Family: legumes Fabaceae (the bean family Papilionaceae)
Status in Poland: native to the south and east Poland, quite rare The plant placed on the Polish red list under the DD category.
Small to medium-sized, durable species (perennial) with shaggy shoots, pale pink flowers and spiked pods. It is distinguished from more popular species common sainfoin Onobrychis viciifolia by narrower leaves and inflorescences, and shorter, single flowers.
Wild specimens live about 30-40 years, cultivated usually 6-7 years. It develops an extensive root system, overgrowing the soil even up to 2.7 m deep, with a strongly developed taproot and adventitious roots. The noduled roots are typical for the genus and the family, and are also distinguished by a yellowish color. The Onobrychis arenaria develops green stems with a grooved, flattened surface cross-section.
The leaves are imparipinnate composed by four to fourteen opposite pairs of entire-margined leaflets, 1.5-8 mm wide, with fused, squamate bracts. The surface of the leaves is bare, the underside is slightly tomentosed. The inflorescences in the form of dense, narrow (at most 20 mm wide and 140-200 mm long) fusiform racemes.
The flowers typical of the genus and family, papilionaceous, with a five-sepaled, slightly tomentosed calyx and pale pink, clearly veined corolla, with membranous, lanceolate bracts. The upper petal of the corolla, with the edges bent backwards, forms a banner. The other two side petals cover the lower petal, the pistil and the stamens, forming a pale pink keel with darker, purple or maroon stripes. Nine stamens fuse together to form a tube, and the tenth remains free.
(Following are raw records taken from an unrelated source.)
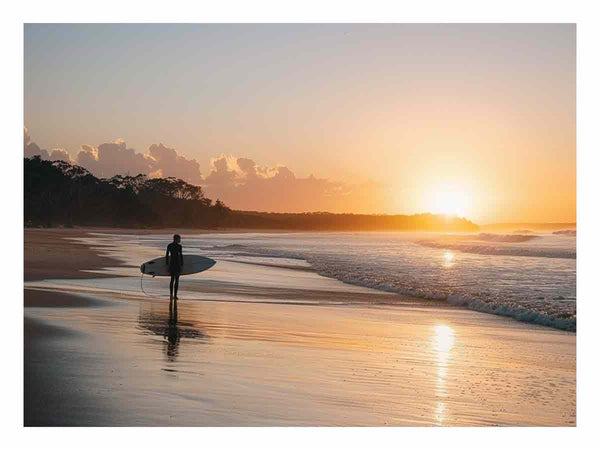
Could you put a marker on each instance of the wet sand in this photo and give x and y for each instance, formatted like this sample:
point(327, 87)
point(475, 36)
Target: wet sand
point(306, 350)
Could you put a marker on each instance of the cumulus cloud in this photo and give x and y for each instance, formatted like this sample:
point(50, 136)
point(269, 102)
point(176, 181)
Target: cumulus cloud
point(242, 184)
point(113, 158)
point(171, 164)
point(239, 182)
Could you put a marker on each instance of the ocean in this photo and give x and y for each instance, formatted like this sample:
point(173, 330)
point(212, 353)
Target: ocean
point(530, 277)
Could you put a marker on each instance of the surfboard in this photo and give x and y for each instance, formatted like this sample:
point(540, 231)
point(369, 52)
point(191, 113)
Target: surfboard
point(191, 264)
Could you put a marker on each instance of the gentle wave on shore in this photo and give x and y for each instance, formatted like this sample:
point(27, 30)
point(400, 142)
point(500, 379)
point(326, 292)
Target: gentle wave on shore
point(530, 278)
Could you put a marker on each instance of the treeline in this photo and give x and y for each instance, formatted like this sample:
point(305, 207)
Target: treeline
point(323, 221)
point(60, 194)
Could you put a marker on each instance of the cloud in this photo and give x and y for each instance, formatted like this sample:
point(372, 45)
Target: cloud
point(242, 184)
point(113, 158)
point(32, 149)
point(239, 182)
point(170, 164)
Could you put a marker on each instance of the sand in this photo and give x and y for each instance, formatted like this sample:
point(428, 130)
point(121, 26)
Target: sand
point(305, 350)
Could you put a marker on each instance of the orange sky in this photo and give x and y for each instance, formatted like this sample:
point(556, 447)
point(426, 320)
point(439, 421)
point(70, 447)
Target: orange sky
point(477, 120)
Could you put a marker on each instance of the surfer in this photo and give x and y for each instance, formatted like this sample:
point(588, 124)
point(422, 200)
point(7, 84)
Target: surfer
point(174, 262)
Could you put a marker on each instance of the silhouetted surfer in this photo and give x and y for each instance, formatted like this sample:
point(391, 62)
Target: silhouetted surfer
point(175, 262)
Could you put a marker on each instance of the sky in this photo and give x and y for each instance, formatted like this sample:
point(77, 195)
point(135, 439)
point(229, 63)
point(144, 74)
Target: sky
point(476, 120)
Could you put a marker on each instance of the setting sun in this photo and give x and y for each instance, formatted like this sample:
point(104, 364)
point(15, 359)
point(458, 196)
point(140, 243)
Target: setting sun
point(451, 200)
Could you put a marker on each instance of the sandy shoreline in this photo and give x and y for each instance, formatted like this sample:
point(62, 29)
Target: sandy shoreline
point(310, 352)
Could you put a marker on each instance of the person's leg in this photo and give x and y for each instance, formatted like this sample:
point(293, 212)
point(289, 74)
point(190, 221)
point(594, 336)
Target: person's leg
point(176, 285)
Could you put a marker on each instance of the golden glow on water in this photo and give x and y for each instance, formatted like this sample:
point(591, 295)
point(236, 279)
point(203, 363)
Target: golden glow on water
point(442, 343)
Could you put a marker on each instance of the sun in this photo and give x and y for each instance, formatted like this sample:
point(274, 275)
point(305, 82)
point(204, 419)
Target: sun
point(449, 199)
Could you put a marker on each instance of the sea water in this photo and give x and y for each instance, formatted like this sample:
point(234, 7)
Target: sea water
point(530, 277)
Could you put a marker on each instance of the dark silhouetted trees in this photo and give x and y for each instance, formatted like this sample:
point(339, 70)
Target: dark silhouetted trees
point(58, 193)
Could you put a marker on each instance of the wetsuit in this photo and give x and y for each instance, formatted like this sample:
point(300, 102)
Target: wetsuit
point(176, 260)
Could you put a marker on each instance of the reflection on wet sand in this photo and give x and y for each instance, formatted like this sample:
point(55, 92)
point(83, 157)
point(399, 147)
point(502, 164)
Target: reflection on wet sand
point(156, 321)
point(442, 343)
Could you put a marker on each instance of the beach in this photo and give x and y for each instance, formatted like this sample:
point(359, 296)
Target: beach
point(268, 344)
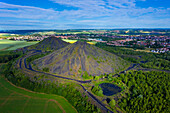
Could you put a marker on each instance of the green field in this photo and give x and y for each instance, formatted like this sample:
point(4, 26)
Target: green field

The pistil is characterized by a thread-like style and a head-shaped stigma.
The fruit will be a single-seed, semicircular pod, 4-6 mm in diameter, slightly hairy on the surface, with 4 or 5 prominent, subulate spikes on the sides. The spikes measure 0.5-2 mm. It contains only one seed, and when ripe it does not burst, but falls as a whole. The seeds of this species are strongly dormant, elongated (1.5-2.0 by 2.5-3.0 mm in length), and brown.
Onobrychis arenaria grows best on calcium-rich black earths. It also grows well on chestnut, lime, loess, clay soils, and even sandy and heavily washed-out soils (hence the species name). It prefers very light positions with a moderately dry or very dry ground.
Onobrychis arenaria in Poland is connected with the relict habitats of the so-called xerothermic grasslands, i.e. very dry and warm meadows and pastures, abundant in steppe species.
Onobrychis arenaria provides the bees with both pollen and nectar. Honey yield depends on the age of the plants, for example, in the second year after sowing it provides about 60 kg of nectar and 26.3 kg of pollen, and in the third year – 300 kg of nectar and about 130 kg of pollen per hectare of plantation. Russian beekeepers either sow it separately, or together with short-flowered clovers and medicks.